Adam Hartley – Head of Content at Spreckley
Practising responsible and effective PR in the midst of what the director-general of the World Health Organisation recently dubbed a fake news ‘infodemic’ certainly gives a whole new meaning to the phrase ‘going viral’.
For the best part of the last 20 years, achieving ‘virality’ has been the Holy Grail of the PR industry. Yet faced with the deluge of today’s fake news infodemic, perhaps it is time to switch our focus?
Back in the heady days of what we once quaintly called ‘online PR’, creating a short, punchy ‘viral’ video that splashed your clients key messages across the internet sowed the seeds for what has since blossomed (or, depending upon your POV, malignantly spread) into today’s social and content marketing industry.
In those days, removing the shackles of print editorial gatekeepers and official industry or state comms channels felt like a true liberation for many of us PRs. Simply create great (engaging, informative, entertaining) content and then get people to share it online. Simples!
Buzzfeed, LADbible, Vice, Refinery29 and many more new media darlings have all devised clever new business models based on a combination of the VAD (valence-arousal-dominance) theory of content with the targeting power of big data.
‘Spread responsibly’: crisis informatics and fake news
Yet what of the fake news epidemic? Now, more than ever, in the panic-throes of almost-hourly Covid-19 updates, the PR industry finds itself stuck in a problem of its own making.
To put it bluntly: when any old Tom, Dick or Harriette can produce an internet-busting meme, anything goes. So how the hell do we make any sense out of the world, faced with a tsunami of delicious, fact-free content at our fingertips?
As The Observer’s John Naughton pointed out in a recent Covid-19 editorial: “Sense-making involves trying to find out stuff on the internet, through search engines and social media. Some of the information gathered may be reliable, but a lot of it won’t be.
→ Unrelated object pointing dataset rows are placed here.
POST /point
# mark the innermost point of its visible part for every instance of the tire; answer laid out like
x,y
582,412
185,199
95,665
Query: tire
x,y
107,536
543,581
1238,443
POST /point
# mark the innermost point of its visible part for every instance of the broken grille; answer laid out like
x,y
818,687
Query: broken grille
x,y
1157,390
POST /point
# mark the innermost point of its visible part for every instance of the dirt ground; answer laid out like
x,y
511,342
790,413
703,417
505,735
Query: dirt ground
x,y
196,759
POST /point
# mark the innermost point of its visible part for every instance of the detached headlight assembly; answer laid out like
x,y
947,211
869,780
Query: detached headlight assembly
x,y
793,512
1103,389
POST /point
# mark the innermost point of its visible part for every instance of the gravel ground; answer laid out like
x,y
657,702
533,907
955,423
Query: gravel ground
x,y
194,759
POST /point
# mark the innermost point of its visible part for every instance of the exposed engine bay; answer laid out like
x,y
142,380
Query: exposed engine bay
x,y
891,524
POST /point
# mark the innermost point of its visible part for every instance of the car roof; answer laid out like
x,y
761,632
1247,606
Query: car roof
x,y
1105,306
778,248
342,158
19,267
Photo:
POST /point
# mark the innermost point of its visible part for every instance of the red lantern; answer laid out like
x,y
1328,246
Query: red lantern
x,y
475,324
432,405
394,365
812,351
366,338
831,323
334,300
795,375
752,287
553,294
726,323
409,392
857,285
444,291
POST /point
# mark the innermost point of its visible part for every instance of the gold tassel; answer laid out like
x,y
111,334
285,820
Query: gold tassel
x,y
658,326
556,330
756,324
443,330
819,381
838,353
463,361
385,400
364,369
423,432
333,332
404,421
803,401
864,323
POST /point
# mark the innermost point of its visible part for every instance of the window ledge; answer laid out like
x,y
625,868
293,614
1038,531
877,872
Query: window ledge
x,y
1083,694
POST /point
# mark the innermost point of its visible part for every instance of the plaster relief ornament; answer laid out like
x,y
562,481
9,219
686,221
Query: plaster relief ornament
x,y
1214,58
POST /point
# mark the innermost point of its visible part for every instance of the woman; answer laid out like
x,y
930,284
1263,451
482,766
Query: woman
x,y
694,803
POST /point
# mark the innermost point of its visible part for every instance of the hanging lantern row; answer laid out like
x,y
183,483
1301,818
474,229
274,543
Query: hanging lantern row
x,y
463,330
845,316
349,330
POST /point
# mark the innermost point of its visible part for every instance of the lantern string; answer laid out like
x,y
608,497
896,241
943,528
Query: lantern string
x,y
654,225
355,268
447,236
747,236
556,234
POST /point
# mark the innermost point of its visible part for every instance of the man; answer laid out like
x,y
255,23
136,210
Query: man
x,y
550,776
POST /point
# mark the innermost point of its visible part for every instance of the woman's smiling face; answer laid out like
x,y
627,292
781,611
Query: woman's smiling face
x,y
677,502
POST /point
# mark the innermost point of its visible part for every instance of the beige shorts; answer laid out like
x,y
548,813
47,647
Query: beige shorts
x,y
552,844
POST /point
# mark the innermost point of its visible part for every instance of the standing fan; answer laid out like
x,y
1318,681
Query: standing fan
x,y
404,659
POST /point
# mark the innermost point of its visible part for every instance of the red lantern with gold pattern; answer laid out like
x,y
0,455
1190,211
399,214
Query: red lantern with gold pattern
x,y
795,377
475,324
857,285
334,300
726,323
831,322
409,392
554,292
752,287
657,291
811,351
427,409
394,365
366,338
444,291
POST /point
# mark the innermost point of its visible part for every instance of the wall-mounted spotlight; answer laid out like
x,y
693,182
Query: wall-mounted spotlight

“There are bad actors manipulating those platforms for economic gain or ideological purposes. People retweet links without having looked at a site. And innocently conceived jokes can trigger panic-buying.”
Citing “crisis informatics” expert Kate Starbird of Washington State University, Naughton suggests that we can counter the spread of fake news online in the same way we are counteracting the spread of Coronavirus in the real world.
“Whenever you’re tempted to share a dramatic snippet of ‘information’ about Covid-19 that’s just popped into your social media feed – don’t. Just say no. You’ll feel better, and you’ll be slowing the propagation of a pernicious meme.”
Which is exactly why ‘spread responsibly’ may well be the epitaph the PR industry needs to combat the pernicious threat of a fake news infodemic.